Since I was a child I have always craved something much simpler than our world of the Internet, cell phones, and the need to be something. I've always wanted much more in life than than to be rich. I wanted to be happy. I wanted to loved and be in love. I wanted to be surrounded by beauty and to be ruled by nothing other than what I felt like doing that day.
Someday, I'd like to have kids that I'd like to teach to appreciate the soil more than their cellphone. I'd like them to appreciate the feeling of the sun on their skin more than the physical appearance of their tan.
We were taught that we have to be something. We have to make money, be the best, and strive for more. I have visions dancing around my head that don't include that. I only wish to make enough and buy an escape from the world. I wish to be surrounded by beauty and nature. I wish to be surrounded by loved ones and kind people who appreciate the real things in the world. I want to live in a world and a life that feels safe, homey, and nice.
In the end, when we pass away, only idiots will look back on our lives and value how many Birkin bags they had. When you look back on your life, I guarantee what will matter are the people, the memories you shared, the love you had, and the legacy you left behind.
I don't know if I want to pass on this vision of the "American dream" on. I don't want to pass on this idea that money means superiority or that spending 14 hours a day in the office is normal and right. Where is your life if your whole life is a series of disconnected relationships, long hours at a job you hate but told you should stay with so you can make good money, and you hardly see your friends, family, gym, or yourself. But then you could settle for the "mediocre life" of the suburbs where you live in the smallest town where you're constantly judged and the coolest girls in school are the ones who got a designer bags for Christmas and shop at Abercrombie and Fitch.

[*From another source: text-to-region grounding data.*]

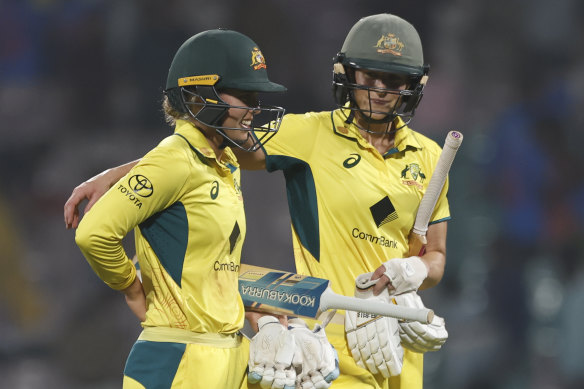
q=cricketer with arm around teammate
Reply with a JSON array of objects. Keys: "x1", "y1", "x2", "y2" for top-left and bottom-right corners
[{"x1": 65, "y1": 14, "x2": 451, "y2": 389}]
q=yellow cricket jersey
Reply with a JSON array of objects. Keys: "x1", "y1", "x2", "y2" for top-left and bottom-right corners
[
  {"x1": 262, "y1": 109, "x2": 450, "y2": 298},
  {"x1": 260, "y1": 109, "x2": 451, "y2": 388},
  {"x1": 76, "y1": 120, "x2": 246, "y2": 335}
]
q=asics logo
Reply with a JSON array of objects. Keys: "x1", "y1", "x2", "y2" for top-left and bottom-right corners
[
  {"x1": 343, "y1": 153, "x2": 361, "y2": 168},
  {"x1": 210, "y1": 180, "x2": 219, "y2": 199}
]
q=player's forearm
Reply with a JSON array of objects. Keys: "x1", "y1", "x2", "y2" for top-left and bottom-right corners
[
  {"x1": 123, "y1": 276, "x2": 146, "y2": 321},
  {"x1": 418, "y1": 221, "x2": 447, "y2": 290},
  {"x1": 419, "y1": 250, "x2": 445, "y2": 290},
  {"x1": 232, "y1": 148, "x2": 266, "y2": 170},
  {"x1": 101, "y1": 159, "x2": 140, "y2": 186}
]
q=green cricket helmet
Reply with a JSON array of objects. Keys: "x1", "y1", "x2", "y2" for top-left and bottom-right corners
[
  {"x1": 165, "y1": 29, "x2": 287, "y2": 151},
  {"x1": 332, "y1": 14, "x2": 429, "y2": 127}
]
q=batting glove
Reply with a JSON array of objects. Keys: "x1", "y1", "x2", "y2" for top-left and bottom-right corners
[
  {"x1": 383, "y1": 256, "x2": 428, "y2": 294},
  {"x1": 248, "y1": 316, "x2": 296, "y2": 389},
  {"x1": 345, "y1": 284, "x2": 403, "y2": 378},
  {"x1": 289, "y1": 318, "x2": 339, "y2": 389},
  {"x1": 394, "y1": 292, "x2": 448, "y2": 353}
]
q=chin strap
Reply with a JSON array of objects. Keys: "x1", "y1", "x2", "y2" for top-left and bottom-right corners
[
  {"x1": 341, "y1": 107, "x2": 396, "y2": 135},
  {"x1": 344, "y1": 110, "x2": 355, "y2": 125}
]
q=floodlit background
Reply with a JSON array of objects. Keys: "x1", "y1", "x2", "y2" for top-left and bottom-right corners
[{"x1": 1, "y1": 0, "x2": 584, "y2": 388}]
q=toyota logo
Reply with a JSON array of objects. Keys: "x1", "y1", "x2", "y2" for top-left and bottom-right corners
[{"x1": 128, "y1": 174, "x2": 154, "y2": 197}]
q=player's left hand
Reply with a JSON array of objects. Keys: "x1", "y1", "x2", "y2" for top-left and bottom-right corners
[
  {"x1": 289, "y1": 318, "x2": 339, "y2": 389},
  {"x1": 394, "y1": 291, "x2": 448, "y2": 353},
  {"x1": 248, "y1": 316, "x2": 296, "y2": 389},
  {"x1": 345, "y1": 285, "x2": 403, "y2": 378}
]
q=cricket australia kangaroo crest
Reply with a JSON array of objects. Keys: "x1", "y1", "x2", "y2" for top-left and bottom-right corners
[{"x1": 401, "y1": 163, "x2": 426, "y2": 190}]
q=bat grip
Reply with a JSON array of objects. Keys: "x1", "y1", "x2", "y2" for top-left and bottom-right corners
[
  {"x1": 320, "y1": 289, "x2": 433, "y2": 324},
  {"x1": 412, "y1": 130, "x2": 463, "y2": 235}
]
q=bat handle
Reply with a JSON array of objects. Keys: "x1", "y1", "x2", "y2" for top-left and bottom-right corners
[{"x1": 320, "y1": 289, "x2": 434, "y2": 324}]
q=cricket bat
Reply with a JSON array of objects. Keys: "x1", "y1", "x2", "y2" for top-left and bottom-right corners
[
  {"x1": 408, "y1": 130, "x2": 463, "y2": 257},
  {"x1": 239, "y1": 264, "x2": 433, "y2": 324}
]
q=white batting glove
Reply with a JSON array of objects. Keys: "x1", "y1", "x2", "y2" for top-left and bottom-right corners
[
  {"x1": 289, "y1": 318, "x2": 340, "y2": 389},
  {"x1": 345, "y1": 285, "x2": 403, "y2": 378},
  {"x1": 248, "y1": 316, "x2": 296, "y2": 389},
  {"x1": 394, "y1": 292, "x2": 448, "y2": 353},
  {"x1": 383, "y1": 256, "x2": 428, "y2": 294}
]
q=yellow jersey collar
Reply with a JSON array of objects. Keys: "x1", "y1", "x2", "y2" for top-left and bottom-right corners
[
  {"x1": 174, "y1": 120, "x2": 239, "y2": 169},
  {"x1": 331, "y1": 109, "x2": 423, "y2": 155}
]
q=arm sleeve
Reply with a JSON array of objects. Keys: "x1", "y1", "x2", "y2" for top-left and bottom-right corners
[{"x1": 75, "y1": 144, "x2": 190, "y2": 290}]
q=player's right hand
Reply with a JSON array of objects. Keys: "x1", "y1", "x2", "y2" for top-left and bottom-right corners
[
  {"x1": 248, "y1": 316, "x2": 296, "y2": 389},
  {"x1": 64, "y1": 172, "x2": 112, "y2": 229},
  {"x1": 288, "y1": 318, "x2": 339, "y2": 389},
  {"x1": 393, "y1": 291, "x2": 448, "y2": 353}
]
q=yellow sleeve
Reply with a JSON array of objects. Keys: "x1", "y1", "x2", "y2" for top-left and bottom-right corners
[
  {"x1": 262, "y1": 113, "x2": 320, "y2": 163},
  {"x1": 75, "y1": 141, "x2": 190, "y2": 290}
]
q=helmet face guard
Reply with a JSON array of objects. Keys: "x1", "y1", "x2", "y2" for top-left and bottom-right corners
[
  {"x1": 332, "y1": 61, "x2": 429, "y2": 127},
  {"x1": 178, "y1": 84, "x2": 285, "y2": 152},
  {"x1": 165, "y1": 29, "x2": 287, "y2": 151}
]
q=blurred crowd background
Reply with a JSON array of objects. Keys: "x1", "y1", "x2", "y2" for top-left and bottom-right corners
[{"x1": 1, "y1": 0, "x2": 584, "y2": 388}]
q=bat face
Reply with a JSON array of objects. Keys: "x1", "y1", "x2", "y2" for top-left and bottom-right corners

No, I want something different. I think everyone considered these thoughts as a lack of focus rather than a want for something different. No one has ever understood that my goals were always very simple. Do what I love, be with who I love, be surrounded by what I love. Stop putting importance on things that don't matter.
What if all I really want is a vineyard in the South of France away from the world's expectations? What if I just want somewhere beautiful to live out all of my days? What if I want something self-sustainable? It just pays for itself by the things that the lands provide and I can spend my days enjoying the simple fruits of my labor? What if all I want is to travel on occasion, write, love, make amazing food, and live without any pressure to be or do anything more than squeeze the happiness out of each day?